When I was nine years old, my mother started working at the Cabrillo Marine Aquarium in my hometown of San Pedro, California. I took classes and volunteered everywhere I could from giving tours, to helping in the gift shop, to feeding the fish. I have been hooked ever since to Marine Science. At the age of 17, I was hired as an Education Assistant and my passion for teaching and outreach quickly developed.
In the past few years, one of my favorite duties was to open the Exploration Center for the day. I put macro-organisms under the microscopes, arranged the costumes and puppets perfectly for the first child to play with, and I towed for plankton to display on a TV monitor attached to a microscope. As the public began to enter, some find themselves drawn to the dark phase projection of plankton on the screen in front of them. “Is that outer space?”, they ask. “No”, I reply. “It’s plankton from the ocean. Microscopic ‘plants’ and animals that make up the bottom of the food chain.” They look in awe at the screen for several minutes and call their friends and family over. I always have a big smile on my face knowing I share this amazement every time I look at phytoplankton.
It was through the Cabrillo Marine Aquarium that I became involved in a citizen science program called HABWatch funded by SCCOOS and COSEE West.
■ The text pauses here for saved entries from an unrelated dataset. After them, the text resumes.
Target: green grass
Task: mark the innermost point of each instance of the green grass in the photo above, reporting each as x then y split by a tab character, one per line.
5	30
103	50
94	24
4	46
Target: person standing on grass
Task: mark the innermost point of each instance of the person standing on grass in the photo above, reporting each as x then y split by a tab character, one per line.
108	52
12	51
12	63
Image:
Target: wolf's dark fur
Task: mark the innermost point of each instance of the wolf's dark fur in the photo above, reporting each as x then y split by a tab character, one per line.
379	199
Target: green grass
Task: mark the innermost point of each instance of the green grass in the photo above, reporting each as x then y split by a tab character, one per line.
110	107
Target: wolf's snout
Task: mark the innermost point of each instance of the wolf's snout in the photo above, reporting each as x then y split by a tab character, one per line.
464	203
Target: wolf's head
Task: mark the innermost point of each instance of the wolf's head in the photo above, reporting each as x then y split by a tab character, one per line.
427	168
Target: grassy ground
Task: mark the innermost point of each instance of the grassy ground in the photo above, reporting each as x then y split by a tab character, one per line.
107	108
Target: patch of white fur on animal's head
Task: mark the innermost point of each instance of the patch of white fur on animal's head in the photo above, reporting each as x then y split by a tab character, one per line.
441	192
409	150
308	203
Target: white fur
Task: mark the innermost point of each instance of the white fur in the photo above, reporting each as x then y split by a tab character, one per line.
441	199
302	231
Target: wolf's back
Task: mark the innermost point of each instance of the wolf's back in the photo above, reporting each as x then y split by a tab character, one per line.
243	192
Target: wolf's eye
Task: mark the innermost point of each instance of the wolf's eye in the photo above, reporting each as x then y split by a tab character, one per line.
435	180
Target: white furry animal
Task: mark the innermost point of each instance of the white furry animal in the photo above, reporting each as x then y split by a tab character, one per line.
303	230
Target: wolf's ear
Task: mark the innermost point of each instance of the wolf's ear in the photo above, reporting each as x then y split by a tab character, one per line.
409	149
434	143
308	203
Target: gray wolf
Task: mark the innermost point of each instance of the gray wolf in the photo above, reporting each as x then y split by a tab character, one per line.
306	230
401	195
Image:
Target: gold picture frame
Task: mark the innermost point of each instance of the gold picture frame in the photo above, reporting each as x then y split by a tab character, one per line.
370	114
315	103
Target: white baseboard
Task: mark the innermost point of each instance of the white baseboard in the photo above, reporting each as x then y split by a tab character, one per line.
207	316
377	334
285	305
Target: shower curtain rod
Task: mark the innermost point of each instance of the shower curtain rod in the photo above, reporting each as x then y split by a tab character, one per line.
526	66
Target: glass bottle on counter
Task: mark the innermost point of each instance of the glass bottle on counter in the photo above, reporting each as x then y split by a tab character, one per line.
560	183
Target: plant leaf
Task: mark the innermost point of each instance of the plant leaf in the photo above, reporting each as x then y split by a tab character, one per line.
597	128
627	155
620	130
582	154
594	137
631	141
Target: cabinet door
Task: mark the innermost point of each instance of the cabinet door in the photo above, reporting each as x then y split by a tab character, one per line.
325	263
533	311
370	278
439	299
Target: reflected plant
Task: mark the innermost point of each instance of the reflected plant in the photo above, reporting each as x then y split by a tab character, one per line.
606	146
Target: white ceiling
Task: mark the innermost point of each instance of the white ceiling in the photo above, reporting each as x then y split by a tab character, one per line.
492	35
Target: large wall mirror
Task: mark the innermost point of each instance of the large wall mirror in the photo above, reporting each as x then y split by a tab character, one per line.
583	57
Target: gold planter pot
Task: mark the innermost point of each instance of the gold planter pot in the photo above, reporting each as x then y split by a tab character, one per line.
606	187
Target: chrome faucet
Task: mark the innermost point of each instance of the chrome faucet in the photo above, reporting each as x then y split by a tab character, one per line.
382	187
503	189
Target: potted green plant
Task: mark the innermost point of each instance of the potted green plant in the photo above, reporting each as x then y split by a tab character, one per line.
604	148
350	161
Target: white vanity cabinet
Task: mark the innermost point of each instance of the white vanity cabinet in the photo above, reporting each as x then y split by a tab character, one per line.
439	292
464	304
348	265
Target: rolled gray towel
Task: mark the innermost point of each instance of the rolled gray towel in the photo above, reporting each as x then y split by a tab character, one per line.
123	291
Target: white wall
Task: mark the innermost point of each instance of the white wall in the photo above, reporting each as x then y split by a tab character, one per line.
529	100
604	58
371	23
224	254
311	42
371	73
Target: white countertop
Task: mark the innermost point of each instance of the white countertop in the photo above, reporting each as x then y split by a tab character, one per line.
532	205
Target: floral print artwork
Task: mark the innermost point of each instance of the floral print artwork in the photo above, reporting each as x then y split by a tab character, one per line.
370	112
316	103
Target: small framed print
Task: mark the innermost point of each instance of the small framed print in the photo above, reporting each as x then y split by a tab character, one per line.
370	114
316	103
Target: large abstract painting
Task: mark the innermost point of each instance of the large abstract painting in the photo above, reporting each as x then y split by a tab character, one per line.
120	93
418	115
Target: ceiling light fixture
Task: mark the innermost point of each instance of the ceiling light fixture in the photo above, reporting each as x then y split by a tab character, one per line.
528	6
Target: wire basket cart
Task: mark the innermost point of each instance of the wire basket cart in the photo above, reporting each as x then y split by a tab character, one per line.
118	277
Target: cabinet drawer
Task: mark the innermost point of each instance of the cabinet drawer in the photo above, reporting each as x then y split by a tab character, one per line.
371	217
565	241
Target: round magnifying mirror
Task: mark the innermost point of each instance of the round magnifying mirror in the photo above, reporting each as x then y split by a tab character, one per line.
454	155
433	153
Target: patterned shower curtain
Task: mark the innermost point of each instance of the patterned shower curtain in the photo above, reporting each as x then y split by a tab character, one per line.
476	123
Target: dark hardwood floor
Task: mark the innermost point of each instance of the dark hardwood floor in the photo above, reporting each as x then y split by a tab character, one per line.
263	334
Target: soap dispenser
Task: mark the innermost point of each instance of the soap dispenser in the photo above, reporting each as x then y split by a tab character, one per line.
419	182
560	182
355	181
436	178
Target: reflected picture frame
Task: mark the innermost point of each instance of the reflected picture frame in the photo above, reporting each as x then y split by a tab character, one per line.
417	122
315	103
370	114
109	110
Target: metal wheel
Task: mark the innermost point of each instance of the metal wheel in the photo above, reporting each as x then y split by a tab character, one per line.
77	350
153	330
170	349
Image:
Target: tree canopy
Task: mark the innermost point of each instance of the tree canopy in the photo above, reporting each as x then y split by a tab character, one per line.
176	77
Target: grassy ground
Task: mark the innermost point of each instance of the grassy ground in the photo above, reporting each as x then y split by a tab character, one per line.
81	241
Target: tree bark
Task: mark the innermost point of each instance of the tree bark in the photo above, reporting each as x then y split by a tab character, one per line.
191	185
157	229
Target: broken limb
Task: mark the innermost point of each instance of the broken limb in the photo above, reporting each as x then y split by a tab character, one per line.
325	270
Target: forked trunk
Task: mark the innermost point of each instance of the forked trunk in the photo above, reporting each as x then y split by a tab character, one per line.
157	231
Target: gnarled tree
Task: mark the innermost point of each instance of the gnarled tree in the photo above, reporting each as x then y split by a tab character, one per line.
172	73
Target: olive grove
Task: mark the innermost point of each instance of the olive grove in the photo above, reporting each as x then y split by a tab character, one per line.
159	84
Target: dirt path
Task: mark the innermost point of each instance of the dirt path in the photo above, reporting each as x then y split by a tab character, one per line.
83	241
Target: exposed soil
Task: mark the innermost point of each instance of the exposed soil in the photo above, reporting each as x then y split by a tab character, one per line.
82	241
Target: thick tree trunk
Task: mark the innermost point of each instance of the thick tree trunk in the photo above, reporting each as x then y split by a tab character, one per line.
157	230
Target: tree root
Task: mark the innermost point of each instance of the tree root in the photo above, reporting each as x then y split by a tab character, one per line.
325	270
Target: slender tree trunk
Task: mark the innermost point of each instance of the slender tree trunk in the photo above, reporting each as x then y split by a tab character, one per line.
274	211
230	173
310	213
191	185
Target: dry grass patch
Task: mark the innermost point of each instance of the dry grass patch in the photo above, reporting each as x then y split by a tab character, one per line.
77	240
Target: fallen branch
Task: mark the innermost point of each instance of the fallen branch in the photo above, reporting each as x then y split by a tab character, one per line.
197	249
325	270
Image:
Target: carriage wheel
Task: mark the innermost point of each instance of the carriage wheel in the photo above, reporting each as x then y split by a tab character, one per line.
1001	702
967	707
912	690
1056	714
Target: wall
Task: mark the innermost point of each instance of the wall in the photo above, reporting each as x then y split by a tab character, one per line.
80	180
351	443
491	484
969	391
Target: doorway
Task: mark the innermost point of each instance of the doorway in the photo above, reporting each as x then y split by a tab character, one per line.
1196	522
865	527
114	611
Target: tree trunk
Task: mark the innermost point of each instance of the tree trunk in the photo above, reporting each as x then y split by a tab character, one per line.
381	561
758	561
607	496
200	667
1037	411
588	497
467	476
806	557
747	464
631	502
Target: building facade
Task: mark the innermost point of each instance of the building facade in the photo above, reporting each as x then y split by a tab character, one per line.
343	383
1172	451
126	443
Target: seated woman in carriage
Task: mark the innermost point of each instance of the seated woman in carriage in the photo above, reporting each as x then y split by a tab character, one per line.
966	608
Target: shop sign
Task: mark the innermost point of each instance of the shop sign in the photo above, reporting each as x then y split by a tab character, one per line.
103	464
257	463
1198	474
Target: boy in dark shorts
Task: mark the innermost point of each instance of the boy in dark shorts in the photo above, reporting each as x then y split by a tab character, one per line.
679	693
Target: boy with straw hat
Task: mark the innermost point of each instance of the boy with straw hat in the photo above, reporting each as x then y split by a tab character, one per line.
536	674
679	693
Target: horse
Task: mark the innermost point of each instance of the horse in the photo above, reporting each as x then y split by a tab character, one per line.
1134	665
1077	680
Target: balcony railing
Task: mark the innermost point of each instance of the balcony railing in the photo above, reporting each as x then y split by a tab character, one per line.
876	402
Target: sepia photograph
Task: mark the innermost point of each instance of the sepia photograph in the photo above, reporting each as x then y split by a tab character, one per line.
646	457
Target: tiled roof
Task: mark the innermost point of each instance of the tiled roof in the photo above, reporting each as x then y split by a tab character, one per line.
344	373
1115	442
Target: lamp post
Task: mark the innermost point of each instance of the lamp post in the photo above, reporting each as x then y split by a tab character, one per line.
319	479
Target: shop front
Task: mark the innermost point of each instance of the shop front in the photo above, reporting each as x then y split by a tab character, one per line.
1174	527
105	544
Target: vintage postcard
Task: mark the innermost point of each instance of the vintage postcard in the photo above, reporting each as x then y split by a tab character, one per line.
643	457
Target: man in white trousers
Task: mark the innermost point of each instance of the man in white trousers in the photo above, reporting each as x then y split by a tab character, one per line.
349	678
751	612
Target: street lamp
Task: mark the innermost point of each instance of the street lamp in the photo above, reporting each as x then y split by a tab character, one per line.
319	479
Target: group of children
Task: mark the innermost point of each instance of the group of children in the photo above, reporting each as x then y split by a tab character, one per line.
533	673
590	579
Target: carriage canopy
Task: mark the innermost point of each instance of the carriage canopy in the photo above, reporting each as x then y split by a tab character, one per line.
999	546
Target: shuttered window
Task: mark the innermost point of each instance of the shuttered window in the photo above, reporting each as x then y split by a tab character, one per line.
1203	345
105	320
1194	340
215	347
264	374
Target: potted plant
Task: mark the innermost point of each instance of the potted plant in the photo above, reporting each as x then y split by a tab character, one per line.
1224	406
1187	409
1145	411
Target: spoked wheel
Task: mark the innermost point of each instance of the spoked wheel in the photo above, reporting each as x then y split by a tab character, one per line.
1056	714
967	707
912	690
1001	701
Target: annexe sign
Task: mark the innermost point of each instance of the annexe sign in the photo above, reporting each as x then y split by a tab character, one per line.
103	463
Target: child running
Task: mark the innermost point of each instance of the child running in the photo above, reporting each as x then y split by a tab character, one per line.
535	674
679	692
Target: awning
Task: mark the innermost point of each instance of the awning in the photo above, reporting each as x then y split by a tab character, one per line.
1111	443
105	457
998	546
I towed for phytoplankton twice a week and calculated species abundance as part of an early warning system for Harmful Algal Blooms. This renewed interest in phytoplankton encouraged me to finish my undergraduate education at the Evergreen State College and led me to graduate school at the University of Texas at Austin Marine Science Institute (UTMSI).
I have over ten years of work experience in and a passion for interpreting current scientific research to a broader audience. I want to provide the public, especially youth, the knowledge that inspired my interest in marine science. My research and involvement at UTMSI will help me successfully accomplish these objectives.